Most fundamentally, "a motion for reconsideration is not a second bite at the apple, nor an opportunity to present evidence or arguments that could have been presented in the party's original briefing." Collins v. Nat'l Gen. Ins. Co., 834 F.Supp.2d 632, 641 (E.D. Mich. 2011) (citing American Marietta Corp. v. Essroc Cement Corp., 59 Fed.Appx. 668, 672 (6th Cir. 2003). Defendant's initial motion to vacate asserts that his criminal history contains "the following possible ACCA predicate offenses: (1) 1981 Breaking and Entering; (2) 1984 Armed Robbery; (3) 1989 Extortion, and (4) 1990 Assault with Intent to Murder." (Dkt. 160 at 3.) Defendant then argued that neither the armed robbery nor the assault with intent to murder convictions qualified as ACCA predicates; he did not challenge the extortion or breaking and entering convictions. Because defendant did not raise this argument in his initial motion, the Court need not entertain the argument in this motion for reconsideration. See Collins, 834 F.Supp.2d at 642.

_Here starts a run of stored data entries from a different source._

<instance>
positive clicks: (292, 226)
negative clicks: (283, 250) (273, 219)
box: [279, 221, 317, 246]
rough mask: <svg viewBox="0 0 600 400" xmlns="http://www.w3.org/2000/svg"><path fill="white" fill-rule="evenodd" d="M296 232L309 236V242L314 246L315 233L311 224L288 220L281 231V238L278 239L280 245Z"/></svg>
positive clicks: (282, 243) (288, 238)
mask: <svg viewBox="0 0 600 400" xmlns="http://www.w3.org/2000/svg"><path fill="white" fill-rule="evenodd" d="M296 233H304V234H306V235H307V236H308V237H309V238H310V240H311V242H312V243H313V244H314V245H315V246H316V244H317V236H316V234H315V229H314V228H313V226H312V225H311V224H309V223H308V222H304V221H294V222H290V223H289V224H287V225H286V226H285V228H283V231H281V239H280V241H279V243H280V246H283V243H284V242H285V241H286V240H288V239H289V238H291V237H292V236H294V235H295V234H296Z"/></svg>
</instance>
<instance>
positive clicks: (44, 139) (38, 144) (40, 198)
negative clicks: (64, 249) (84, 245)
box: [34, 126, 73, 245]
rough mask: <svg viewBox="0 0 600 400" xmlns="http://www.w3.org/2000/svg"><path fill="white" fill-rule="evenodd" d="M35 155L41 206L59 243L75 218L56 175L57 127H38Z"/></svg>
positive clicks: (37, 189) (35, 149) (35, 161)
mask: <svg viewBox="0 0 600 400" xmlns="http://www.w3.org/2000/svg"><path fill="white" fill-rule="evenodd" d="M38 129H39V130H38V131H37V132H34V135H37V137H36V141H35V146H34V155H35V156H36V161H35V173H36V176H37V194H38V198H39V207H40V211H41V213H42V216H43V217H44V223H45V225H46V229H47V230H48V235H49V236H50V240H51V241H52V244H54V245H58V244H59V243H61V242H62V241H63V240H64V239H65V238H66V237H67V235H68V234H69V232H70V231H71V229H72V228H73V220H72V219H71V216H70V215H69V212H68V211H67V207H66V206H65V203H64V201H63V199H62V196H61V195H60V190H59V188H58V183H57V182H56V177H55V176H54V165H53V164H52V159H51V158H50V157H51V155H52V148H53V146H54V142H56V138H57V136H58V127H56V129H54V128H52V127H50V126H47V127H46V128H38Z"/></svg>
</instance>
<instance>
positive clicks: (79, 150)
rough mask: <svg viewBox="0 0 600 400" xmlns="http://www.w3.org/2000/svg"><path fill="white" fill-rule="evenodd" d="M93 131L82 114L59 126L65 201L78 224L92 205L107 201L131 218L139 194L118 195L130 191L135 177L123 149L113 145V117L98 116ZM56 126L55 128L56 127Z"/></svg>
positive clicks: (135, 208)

Nonetheless, the Court does not find the argument persuasive on the merits. While it is true that the stipulated factual basis does not include the breaking and entering conviction, the plea agreement also states "[t]he proceedings statement is a summary, made for the purpose of providing the Court with a factual basis for defendant's guilty plea...It does not include all of the facts known to him concerning criminal activity in which he and others engaged." (Dkt. 95 at 7-8.) And, as defendant acknowledges in the present motion, the conviction was noted in the plea agreement's attached criminal history worksheets. (Id. at 24.) It was therefore a part of the record for consideration by all parties and the Court at sentencing.

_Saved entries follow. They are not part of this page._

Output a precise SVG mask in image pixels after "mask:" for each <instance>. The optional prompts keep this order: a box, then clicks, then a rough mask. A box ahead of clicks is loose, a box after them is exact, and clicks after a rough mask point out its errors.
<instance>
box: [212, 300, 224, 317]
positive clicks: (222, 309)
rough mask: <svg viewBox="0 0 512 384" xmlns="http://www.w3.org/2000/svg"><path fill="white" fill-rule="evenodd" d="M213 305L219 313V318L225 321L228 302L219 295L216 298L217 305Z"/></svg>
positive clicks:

A motion for reconsideration should be granted only in a situation where the movant demonstrates a "palpable defect by which the court and parties have been misled," from which a correction of the defect will result in a "different disposition of the case." In re Greektown Holdings, LLC, 728 F.3d 567, 573-74 (6th Cir. 2013). Here, defendant asks the Court to consider an entirely new issue that, even had it been raised in the defendant's initial motion to vacate, would have been time-barred and dismissed.
Accordingly, defendant's motion for reconsideration (Dkt. 195) is DENIED.

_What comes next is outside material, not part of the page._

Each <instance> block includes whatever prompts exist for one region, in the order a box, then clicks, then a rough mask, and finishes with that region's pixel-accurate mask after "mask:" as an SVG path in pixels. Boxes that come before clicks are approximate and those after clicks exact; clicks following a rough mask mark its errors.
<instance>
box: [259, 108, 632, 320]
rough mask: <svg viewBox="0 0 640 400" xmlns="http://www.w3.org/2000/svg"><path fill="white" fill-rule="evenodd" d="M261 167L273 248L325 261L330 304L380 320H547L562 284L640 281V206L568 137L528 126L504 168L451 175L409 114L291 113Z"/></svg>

IT IS SO ORDERED. Dated: January 26, 2018
Ann Arbor, Michigan
s/Judith E. Levy
JUDITH E. LEVY
United States District Judge
CERTIFICATE OF SERVICE
The undersigned certifies that the foregoing document was served upon counsel of record and any unrepresented parties via the Court's ECF System to their respective email or First Class U.S. mail addresses disclosed on the Notice of Electronic Filing on January 26, 2018.